Бесстрастность на небритой физиономии, морозом скованные глаза — мессия! Убийством восстанавливать справедливость! Могу ручаться, что Щапов, которым он возмущается, ни разу в жизни не помышлял о таком. Глядя прямо в его мелкие зрачки, я заговорил:
— Я выучил Гришу Бухалова не только азбуке и таблице умножения. Я первый ему рассказал, что такое родина, за которую он погиб. Вы можете отнять у меня жизнь, но отнять таких, как Гриша Бухалов, для вас непосильно.
И мой суровый судья отвел глаза, с минуту молчал, потом произнес, как мне показалось, уважительно:
— Знал, что вы будете защищать себя умело. Но… — судья тряхнул лысой головой, — попробуйте развить вашу защиту дальше, скажите, что Щапову вы рассказывали о родине не то, что Бухалову.
— Бухалов Гриша был мне почти сыном, много ближе Щапова! Значит, и получил от меня больше. Так по кому же мерять мое?
— Быть к вам ближе, получить от вас больше… Да вспомните дочь, Ечевин, родную дочь. И я поспешно оборвал его:
— Не трогайте этого! Ради бога!

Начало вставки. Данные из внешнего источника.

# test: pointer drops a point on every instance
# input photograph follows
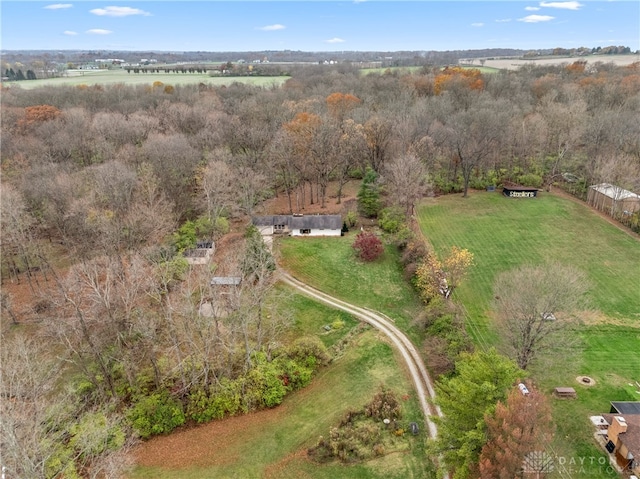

Прошу!
Он замолчал, разглядывая меня в упор, кажется, в его глазах сквозь холодную оцинкованность проступило сочувствие.
Выходит, он еще и добросовестный судья — осведомлен не только о школьных, но и о моих семейных делах. Впрочем, не удивительно — весь город говорит о моей беде с Верой.
— Не буду трогать, — согласился он. — Но тогда и вы уж защищайтесь поосторожнее.
Появилась официантка, поставила перед нами бутылки с боржомом и тарелки с яичницей-глазуньей.